Commonwealth v. Bilger6/27/2002
1 This is an appeal from a judgment of sentence imposed upon Appellant after he was convicted, in a bench trial, on counts of possession of marijuana and possession of drug paraphernalia. Appellant raises one question for appellate review, did not the lower court err in denying Appellant's motion to suppress the marijuana pipe and marijuana seized subsequent to an unlawful custodial detention and arrest by a non-uniformed Pennsylvania State Police Trooper? We quash.
2 On July 7, 2000, a vehicle was pulled over by Pennsylvania State Police Trooper Douglas Howell on Route 78 in Berks County. Trooper Howell effectuated the stop after observing, in his estimation, the vehicle being driven in violation of several Motor Vehicle Code sections. Upon engaging the vehicle's driver, Appellant herein, in conversation, and upon observing a pipe on Appellant's lap, Trooper Howell suspected Appellant to be at least in possession of marijuana, if not under the influence of that same controlled substance. In response to Trooper Howell's inquiry, Appellant indicated that there was marijuana under the floor mats. Appellant was then placed in handcuffs and a quantity of a green, leafy, substance, later testing positive as marijuana, was retrieved from underneath the floor mats. Appellant was subsequently taken to the Police Barracks and charged, by criminal complaint, with a variety of possession and motor vehicle violation charges, including driving under the influence . After a preliminary hearing all charges were bound over to court. On October 6, 2000, a criminal information was filed setting forth the charges against Appellant.
3 On December 7, 2000, in response to the criminal information, Appellant filed an omnibus pre-trial motion seeking suppression of the marijuana and pipe. Appellant's suppression motion was heard on February 16, 2001, immediately following a pre-trial hearing which found the Commonwealth withdrawing the various motor vehicle code violations, including the charge of driving under the influence . On March 23, 2001, the court denied Appellant's motion to suppress. A bench trial commenced on May 11, 2001, and was decided upon stipulated facts. At the completion of the trial Appellant was convicted of possession of marijuana, 30 grams or less, and possession of drug paraphernalia. On the same day, Appellant was sentenced to twelve months probation. On May 22, 2001, Appellant filed a single document containing motions for new trial, arrest of judgment and judgment of acquittal (hereinafter, "post-sentence motions"). On May 24, 2001, the court denied Appellant's post-sentence motions. On June 19, 2001, Appellant filed the present appeal.

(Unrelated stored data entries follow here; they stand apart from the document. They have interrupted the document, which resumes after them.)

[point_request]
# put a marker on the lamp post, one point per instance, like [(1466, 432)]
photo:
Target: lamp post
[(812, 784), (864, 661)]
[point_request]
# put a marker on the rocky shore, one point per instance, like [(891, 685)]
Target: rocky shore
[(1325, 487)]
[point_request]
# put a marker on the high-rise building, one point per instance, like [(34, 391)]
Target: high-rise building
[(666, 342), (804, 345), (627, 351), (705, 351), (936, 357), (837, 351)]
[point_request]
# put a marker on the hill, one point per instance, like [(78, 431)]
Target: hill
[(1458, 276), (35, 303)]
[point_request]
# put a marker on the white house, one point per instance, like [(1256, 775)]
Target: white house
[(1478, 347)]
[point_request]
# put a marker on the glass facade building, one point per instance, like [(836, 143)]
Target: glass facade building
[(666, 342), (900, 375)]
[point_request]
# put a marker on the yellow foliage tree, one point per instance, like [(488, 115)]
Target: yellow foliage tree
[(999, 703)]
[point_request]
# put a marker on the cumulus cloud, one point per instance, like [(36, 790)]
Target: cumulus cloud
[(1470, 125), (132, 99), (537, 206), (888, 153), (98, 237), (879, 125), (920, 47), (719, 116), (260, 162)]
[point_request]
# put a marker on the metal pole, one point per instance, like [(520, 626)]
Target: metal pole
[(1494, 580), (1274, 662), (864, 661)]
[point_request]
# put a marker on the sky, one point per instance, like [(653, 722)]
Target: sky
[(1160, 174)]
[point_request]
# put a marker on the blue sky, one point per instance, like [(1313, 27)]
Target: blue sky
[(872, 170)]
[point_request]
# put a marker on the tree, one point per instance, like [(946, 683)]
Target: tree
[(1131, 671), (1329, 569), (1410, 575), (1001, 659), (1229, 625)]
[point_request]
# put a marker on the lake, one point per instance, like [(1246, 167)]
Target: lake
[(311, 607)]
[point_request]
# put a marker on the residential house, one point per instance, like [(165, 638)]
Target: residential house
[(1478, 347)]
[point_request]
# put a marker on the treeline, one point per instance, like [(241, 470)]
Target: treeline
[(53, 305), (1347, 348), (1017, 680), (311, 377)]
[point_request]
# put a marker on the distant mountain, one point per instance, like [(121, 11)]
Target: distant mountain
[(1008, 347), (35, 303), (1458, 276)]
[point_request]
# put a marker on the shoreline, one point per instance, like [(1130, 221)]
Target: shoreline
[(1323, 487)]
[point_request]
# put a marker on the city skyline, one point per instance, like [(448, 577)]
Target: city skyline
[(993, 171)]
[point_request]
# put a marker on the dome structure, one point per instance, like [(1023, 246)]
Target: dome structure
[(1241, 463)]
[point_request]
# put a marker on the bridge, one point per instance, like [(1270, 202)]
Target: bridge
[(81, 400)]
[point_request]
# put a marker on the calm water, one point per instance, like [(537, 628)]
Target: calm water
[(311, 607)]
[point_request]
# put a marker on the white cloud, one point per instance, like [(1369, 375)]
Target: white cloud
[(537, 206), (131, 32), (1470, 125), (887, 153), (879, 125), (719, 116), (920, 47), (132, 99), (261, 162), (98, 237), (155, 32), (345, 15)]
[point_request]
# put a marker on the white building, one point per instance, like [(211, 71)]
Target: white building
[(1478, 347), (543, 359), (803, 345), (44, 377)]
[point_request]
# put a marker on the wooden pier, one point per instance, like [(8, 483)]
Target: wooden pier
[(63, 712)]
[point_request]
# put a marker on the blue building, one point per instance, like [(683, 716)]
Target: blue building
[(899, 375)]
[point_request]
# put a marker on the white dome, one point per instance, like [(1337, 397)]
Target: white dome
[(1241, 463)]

4 Before we address the merits of Appellant's appeal, we must address a question of our jurisdiction to entertain the appeal. As the chronological history set forth above reveals, Appellant filed post-sentence motions on May 22, 2001, eleven days after entry of his judgment of sentence on May 11, 2001. Pennsylvania Rule of Criminal Procedure 720 allows ten days for the filing of a post-trial motion. The Rule reads:
RULE 720. POST-SENTENCE PROCEDURES; APPEAL
(A) TIMING.
(1) Except as provided in paragraph (D), a written post-sentence motion shall be filed no later than 10 days after imposition of sentence.
Since Appellant's post-sentence motions were not filed within ten days, they were untimely under 720(A)(1). Nevertheless, despite their untimeliness, the court "denied" Appellant's post-trial motions on May 24, 2001 without any reference to the fact that they were untimely. Ostensibly, then, the dismissal was based upon the merits of the post-sentence motions.